Ohne Test kein Ergebnis

Wer optimal trainieren will, weil er Zeitaufwand und Ergebnis ins richtige Verhältnis setzen will – oder wer optimal trainieren muss, weil seine gesundheitliche Situation eine individuell abgestimmte, genau dosierte Belastungssteuerung erfordert, kommt um Labortests nicht herum. Das kann die große Ergospirometrie oder der aufwendige Stufentest, aber auch ein Lactattest sein. Sie alle kommen zu einer sehr genauen, individuellen Belastungsempfehlung.

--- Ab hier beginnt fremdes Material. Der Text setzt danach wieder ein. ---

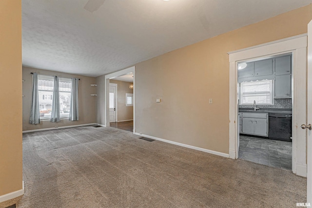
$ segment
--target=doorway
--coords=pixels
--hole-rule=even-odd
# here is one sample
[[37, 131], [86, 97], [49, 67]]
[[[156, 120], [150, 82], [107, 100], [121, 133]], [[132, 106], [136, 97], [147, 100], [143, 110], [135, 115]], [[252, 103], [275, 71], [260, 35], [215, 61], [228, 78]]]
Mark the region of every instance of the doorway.
[[[116, 114], [115, 120], [110, 119], [110, 126], [133, 132], [133, 74], [110, 79], [109, 81], [110, 116], [110, 113], [114, 113], [114, 111]], [[115, 105], [113, 105], [113, 98], [111, 98], [113, 96], [111, 95], [112, 85], [116, 86], [117, 90]], [[115, 107], [116, 108], [114, 108]]]
[[292, 80], [292, 171], [297, 175], [306, 177], [306, 132], [298, 131], [297, 124], [306, 121], [306, 61], [307, 35], [275, 41], [238, 51], [229, 52], [230, 62], [230, 125], [229, 155], [238, 158], [239, 150], [239, 103], [237, 93], [237, 63], [243, 60], [270, 56], [291, 53], [293, 59]]
[[109, 122], [117, 120], [117, 84], [109, 83]]

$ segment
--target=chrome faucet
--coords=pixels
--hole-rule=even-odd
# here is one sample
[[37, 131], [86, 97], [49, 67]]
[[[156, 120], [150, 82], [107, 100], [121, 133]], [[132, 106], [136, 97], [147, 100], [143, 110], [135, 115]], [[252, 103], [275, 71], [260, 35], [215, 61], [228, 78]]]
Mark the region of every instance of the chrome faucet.
[[257, 110], [259, 109], [259, 108], [255, 107], [255, 100], [254, 100], [254, 105], [253, 105], [254, 107], [254, 111], [256, 111]]

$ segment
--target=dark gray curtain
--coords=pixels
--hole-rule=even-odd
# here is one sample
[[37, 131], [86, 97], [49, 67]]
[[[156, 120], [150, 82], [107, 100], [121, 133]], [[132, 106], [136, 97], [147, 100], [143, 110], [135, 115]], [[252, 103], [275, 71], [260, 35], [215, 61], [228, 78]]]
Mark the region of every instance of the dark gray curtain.
[[70, 99], [70, 109], [69, 110], [69, 120], [78, 121], [79, 120], [78, 110], [78, 82], [79, 79], [72, 79], [72, 93]]
[[52, 111], [51, 113], [51, 122], [60, 121], [59, 112], [59, 88], [58, 87], [58, 77], [54, 76], [54, 87], [53, 88], [53, 96], [52, 98]]
[[39, 96], [38, 93], [38, 74], [33, 74], [33, 91], [30, 107], [30, 124], [40, 123], [40, 113], [39, 112]]

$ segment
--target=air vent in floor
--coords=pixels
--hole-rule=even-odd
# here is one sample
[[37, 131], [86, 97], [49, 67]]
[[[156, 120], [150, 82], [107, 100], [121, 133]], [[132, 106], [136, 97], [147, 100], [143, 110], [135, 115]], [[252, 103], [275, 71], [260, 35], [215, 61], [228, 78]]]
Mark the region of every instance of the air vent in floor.
[[153, 142], [154, 141], [155, 141], [155, 139], [150, 139], [149, 138], [146, 138], [146, 137], [141, 137], [141, 138], [139, 138], [139, 139], [143, 139], [143, 140], [147, 141], [148, 142]]

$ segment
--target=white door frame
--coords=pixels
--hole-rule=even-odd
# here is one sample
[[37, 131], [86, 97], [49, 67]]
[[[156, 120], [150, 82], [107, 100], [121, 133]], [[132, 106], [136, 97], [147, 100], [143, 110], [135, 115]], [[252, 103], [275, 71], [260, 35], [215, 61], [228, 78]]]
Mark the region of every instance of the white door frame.
[[238, 156], [237, 62], [291, 52], [293, 60], [292, 169], [294, 173], [306, 177], [307, 132], [299, 130], [298, 127], [307, 120], [307, 47], [305, 34], [228, 53], [230, 62], [230, 158], [237, 159]]
[[[106, 102], [105, 102], [105, 126], [109, 127], [109, 80], [113, 79], [122, 75], [127, 75], [128, 74], [133, 74], [133, 133], [136, 132], [136, 67], [133, 66], [118, 72], [114, 72], [107, 75], [105, 75], [105, 97]], [[117, 114], [116, 114], [117, 115]]]
[[[114, 98], [115, 100], [115, 122], [117, 122], [117, 121], [118, 121], [118, 85], [117, 85], [117, 84], [115, 84], [115, 83], [111, 83], [110, 82], [109, 83], [109, 85], [110, 86], [114, 86], [116, 88], [116, 92], [115, 92], [115, 97]], [[108, 95], [108, 97], [109, 98], [109, 88], [108, 89], [108, 93], [109, 93], [109, 95]], [[109, 106], [108, 106], [108, 109], [109, 110]]]

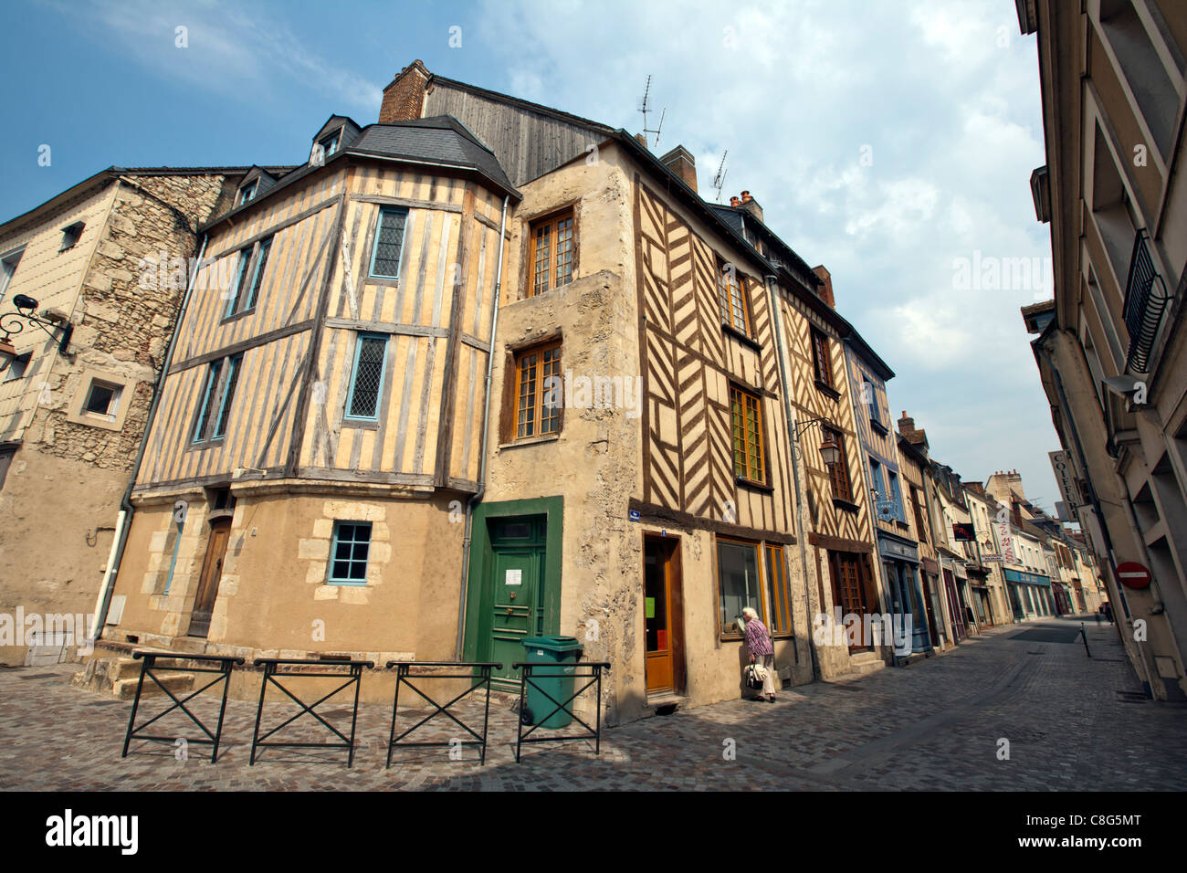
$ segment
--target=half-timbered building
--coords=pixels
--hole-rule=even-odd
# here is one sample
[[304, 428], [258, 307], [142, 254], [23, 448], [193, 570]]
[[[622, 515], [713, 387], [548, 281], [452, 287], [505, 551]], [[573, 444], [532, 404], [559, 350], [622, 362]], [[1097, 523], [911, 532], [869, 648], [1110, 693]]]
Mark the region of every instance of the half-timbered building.
[[851, 328], [735, 217], [684, 148], [419, 62], [331, 116], [205, 227], [109, 637], [509, 685], [572, 635], [611, 721], [742, 692], [745, 607], [783, 682], [881, 665], [814, 633], [880, 608]]

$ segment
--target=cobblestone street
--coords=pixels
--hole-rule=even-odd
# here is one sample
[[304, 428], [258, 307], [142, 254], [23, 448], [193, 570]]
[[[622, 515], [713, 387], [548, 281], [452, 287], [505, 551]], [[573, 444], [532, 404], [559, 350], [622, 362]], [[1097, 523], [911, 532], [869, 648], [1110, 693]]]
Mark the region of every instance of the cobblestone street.
[[[325, 749], [266, 749], [249, 767], [255, 706], [240, 701], [228, 703], [216, 765], [196, 745], [178, 761], [167, 745], [134, 741], [121, 759], [131, 703], [70, 687], [76, 665], [8, 669], [0, 789], [1183, 790], [1187, 707], [1118, 694], [1140, 689], [1107, 624], [1088, 625], [1091, 659], [1079, 638], [1035, 633], [1078, 627], [995, 628], [907, 669], [785, 690], [775, 704], [730, 701], [605, 729], [601, 757], [592, 742], [542, 744], [516, 764], [513, 714], [493, 703], [485, 766], [472, 748], [463, 760], [401, 749], [385, 770], [391, 709], [363, 706], [354, 768]], [[335, 723], [349, 727], [349, 715]]]

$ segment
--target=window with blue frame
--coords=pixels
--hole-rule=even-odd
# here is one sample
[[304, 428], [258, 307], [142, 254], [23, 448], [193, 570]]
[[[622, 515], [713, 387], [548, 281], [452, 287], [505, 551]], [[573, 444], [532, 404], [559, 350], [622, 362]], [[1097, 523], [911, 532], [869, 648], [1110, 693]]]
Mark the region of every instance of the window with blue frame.
[[264, 270], [268, 266], [268, 252], [272, 251], [272, 238], [260, 240], [260, 248], [255, 253], [255, 266], [252, 267], [252, 285], [247, 292], [247, 302], [243, 310], [252, 309], [260, 297], [260, 285], [264, 284]]
[[347, 394], [347, 418], [374, 422], [379, 418], [379, 398], [383, 390], [387, 361], [387, 336], [360, 334], [355, 344], [355, 366]]
[[202, 388], [202, 405], [193, 426], [192, 443], [222, 439], [227, 435], [235, 386], [239, 384], [240, 365], [243, 355], [231, 355], [211, 361], [207, 367], [207, 379]]
[[338, 139], [342, 137], [342, 131], [335, 131], [329, 137], [322, 140], [320, 146], [323, 150], [323, 156], [329, 158], [336, 151], [338, 151]]
[[887, 470], [887, 477], [890, 480], [890, 499], [894, 501], [895, 520], [906, 521], [907, 515], [902, 510], [902, 493], [899, 491], [899, 476], [895, 475], [894, 470]]
[[330, 583], [367, 584], [367, 558], [370, 555], [370, 521], [336, 521], [330, 546]]
[[375, 229], [375, 249], [372, 252], [370, 274], [383, 279], [400, 278], [400, 255], [404, 249], [404, 226], [407, 209], [383, 208], [379, 211]]

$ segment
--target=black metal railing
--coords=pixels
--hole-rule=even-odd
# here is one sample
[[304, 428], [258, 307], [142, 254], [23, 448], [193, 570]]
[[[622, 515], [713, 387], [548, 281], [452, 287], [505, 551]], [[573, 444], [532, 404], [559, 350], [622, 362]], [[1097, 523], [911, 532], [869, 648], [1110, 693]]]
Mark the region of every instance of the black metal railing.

Wer nun beispielsweise in einer Belastungspuls-Spanne von „Puls 115 bis 125“ trainieren soll, kann sie mit Hilfe einer Pulsuhr während des Laufens leicht einhalten. Wird nun auch die vorgeschlagene Übungsdauer beachtet, verbessert die individuelle Belastungsempfehlung die Leistungsfähigkeit dauerhaft und sicher und ist damit für Genesende während einer Reha-Behandlung genau so geeignet wie für engagierte Ausdauersportler.